Dani watched Amos closely, the way his eyes narrowed. His fingers became slightly arched instead of relaxed. His shoulders rose a quarter of an inch higher than they needed to be, and then he touched his nose, often a sign that someone was lying or about to lie. Phil was getting to him. Amos was clearly growing angry, frustrated by the stupid questions from the stupid man in the stupid sport coat who, for reasons Amos could not understand, had authority over him.
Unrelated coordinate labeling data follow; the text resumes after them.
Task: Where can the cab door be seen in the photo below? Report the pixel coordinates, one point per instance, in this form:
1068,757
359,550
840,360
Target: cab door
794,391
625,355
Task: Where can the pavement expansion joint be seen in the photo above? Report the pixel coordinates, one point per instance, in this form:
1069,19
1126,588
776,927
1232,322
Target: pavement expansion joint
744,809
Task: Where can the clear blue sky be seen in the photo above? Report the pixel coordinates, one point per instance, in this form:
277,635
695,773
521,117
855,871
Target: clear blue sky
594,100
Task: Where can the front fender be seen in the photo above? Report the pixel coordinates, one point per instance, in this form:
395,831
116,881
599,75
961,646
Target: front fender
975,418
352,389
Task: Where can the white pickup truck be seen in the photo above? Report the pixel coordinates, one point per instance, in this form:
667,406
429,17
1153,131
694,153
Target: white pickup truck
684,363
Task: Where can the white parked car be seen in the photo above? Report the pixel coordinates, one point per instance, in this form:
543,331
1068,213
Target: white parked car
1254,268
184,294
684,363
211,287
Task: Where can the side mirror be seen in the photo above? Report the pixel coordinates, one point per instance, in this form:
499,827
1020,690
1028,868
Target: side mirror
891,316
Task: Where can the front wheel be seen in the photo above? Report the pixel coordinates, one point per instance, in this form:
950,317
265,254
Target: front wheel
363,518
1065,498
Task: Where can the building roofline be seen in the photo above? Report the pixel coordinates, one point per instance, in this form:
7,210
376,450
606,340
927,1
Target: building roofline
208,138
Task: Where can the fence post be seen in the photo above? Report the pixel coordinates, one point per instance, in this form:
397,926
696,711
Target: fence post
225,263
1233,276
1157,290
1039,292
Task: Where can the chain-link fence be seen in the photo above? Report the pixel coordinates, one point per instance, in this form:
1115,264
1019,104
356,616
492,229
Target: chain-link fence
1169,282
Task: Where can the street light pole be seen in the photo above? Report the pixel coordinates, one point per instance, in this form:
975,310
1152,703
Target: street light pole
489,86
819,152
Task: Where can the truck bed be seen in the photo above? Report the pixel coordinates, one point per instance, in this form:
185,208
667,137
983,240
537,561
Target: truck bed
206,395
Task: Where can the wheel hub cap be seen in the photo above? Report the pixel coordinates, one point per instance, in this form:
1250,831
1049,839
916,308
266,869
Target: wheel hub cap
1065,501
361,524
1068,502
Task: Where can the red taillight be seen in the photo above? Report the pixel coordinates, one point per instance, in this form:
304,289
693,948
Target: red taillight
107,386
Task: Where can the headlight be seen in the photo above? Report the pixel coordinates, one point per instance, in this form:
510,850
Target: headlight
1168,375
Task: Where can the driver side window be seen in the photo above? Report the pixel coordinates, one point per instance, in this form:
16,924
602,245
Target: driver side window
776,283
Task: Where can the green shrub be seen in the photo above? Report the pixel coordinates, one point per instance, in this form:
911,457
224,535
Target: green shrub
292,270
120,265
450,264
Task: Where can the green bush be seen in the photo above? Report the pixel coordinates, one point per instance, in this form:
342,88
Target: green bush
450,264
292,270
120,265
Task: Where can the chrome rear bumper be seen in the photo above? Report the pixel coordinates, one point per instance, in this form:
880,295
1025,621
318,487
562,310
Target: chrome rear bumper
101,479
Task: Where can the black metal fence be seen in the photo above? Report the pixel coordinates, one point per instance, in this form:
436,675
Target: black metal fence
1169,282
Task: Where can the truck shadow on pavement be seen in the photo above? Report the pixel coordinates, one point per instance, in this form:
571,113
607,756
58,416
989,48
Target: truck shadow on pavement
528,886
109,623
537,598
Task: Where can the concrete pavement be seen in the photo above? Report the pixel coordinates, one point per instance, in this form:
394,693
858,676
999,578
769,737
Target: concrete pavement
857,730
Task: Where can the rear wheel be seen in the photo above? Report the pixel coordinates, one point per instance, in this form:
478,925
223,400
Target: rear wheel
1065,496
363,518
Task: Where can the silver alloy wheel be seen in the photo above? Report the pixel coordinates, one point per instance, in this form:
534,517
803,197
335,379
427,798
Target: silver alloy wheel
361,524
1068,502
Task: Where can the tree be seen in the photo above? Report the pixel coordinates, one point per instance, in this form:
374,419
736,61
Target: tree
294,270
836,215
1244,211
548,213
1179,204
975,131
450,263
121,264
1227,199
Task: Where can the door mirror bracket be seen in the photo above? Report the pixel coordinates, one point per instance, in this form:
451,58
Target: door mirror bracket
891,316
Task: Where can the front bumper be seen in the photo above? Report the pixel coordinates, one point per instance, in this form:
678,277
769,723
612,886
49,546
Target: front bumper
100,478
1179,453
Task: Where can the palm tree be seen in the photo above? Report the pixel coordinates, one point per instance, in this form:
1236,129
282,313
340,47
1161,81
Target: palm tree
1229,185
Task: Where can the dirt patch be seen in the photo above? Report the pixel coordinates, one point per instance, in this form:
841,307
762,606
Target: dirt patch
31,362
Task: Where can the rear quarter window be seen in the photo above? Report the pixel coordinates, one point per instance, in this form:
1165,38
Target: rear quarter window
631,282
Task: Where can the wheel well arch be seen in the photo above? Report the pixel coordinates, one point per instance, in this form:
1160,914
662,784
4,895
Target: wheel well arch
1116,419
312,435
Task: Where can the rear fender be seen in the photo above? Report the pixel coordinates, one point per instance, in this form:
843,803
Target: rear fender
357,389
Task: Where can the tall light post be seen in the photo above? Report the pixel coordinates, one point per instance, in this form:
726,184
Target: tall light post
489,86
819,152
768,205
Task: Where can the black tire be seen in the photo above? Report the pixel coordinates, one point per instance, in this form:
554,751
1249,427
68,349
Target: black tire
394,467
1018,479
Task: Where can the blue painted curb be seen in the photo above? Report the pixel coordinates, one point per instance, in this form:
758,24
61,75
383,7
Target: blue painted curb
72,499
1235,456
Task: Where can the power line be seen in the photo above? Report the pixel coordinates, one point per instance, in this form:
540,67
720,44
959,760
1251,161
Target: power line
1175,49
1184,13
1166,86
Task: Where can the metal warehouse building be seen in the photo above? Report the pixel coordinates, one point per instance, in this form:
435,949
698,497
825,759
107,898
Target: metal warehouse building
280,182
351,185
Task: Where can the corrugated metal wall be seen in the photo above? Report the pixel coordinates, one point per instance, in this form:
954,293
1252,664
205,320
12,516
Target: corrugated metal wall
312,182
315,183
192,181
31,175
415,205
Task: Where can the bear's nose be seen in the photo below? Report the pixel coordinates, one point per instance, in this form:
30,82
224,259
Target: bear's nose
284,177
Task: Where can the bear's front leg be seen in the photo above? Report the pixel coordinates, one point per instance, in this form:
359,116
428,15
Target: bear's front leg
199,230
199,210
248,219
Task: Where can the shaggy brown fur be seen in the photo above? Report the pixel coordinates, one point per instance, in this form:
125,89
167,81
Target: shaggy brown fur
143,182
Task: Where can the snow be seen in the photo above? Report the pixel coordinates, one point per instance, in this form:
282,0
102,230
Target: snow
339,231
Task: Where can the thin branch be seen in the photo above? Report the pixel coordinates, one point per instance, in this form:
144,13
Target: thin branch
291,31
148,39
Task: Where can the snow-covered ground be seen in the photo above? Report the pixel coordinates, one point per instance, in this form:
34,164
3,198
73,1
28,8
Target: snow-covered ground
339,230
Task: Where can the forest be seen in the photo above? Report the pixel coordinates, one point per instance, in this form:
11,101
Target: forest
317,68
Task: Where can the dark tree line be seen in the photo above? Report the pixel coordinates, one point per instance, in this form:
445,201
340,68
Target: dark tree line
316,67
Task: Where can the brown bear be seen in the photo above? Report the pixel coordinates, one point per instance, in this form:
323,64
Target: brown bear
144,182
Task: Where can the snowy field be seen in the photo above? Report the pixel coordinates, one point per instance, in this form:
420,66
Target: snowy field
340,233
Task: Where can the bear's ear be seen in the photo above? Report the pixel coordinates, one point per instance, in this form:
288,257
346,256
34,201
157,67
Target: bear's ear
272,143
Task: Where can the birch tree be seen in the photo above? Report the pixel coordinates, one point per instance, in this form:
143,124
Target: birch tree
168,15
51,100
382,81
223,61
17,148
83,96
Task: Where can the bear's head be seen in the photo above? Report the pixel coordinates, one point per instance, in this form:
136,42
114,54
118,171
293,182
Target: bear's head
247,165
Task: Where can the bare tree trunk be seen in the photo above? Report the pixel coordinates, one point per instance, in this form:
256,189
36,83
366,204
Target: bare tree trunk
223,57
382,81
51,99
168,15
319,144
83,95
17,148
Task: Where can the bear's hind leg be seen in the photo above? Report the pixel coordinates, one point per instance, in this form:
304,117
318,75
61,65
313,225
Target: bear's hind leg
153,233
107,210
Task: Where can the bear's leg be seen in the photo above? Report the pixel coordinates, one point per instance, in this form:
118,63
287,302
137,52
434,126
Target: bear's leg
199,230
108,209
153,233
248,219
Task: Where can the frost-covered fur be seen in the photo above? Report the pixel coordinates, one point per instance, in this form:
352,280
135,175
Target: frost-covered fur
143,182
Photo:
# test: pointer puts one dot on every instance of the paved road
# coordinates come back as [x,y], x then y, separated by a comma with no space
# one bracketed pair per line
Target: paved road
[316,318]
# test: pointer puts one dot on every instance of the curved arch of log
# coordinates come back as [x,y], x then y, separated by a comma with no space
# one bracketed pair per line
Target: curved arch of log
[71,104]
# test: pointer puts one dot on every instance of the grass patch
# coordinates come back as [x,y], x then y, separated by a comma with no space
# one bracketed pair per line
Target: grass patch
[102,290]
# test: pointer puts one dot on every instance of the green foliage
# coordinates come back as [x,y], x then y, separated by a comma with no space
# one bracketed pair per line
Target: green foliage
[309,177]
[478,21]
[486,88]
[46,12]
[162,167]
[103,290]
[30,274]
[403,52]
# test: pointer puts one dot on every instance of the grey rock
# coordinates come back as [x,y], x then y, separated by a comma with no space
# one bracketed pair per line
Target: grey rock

Dani knew the detective was anything but stupid. There was a method to his presentation, and possibly to his wardrobe choices.
“So Logan hits you up on Facebook about the party,” Phil repeated. “Did you save the message?”
“Our system automatically deletes e-mails and social network content after three days,” Ghieri said. “Students may, of course, print out or copy and paste anything they want to save.”
“You didn’t happen to print out Logan’s message, by chance?”
Amos shook his head.
“So the night of the party. Walk me through it. What happened?”
“I was at Starbucks,” Amos said. “It’s kind of a hangout. I’d earned a midnight pass.”
“Part of our system of rewards and reinforcements is to grant off-campus passes to students who’ve demonstrated consistency in various targeted behaviors,” Ghieri explained.
“Go on,” Phil urged Amos.
“I knew that was the night of the party. I was at Starbucks …”
“You drive there?”
“I took the shuttle,” Amos said. “My car is being repaired.”
“What’s wrong with it?”
“I don’t know,” Amos said. “It’s really loud.”
“Where’d you take it?”
“I took it to the Shell station in Ridgefield,” Amos said.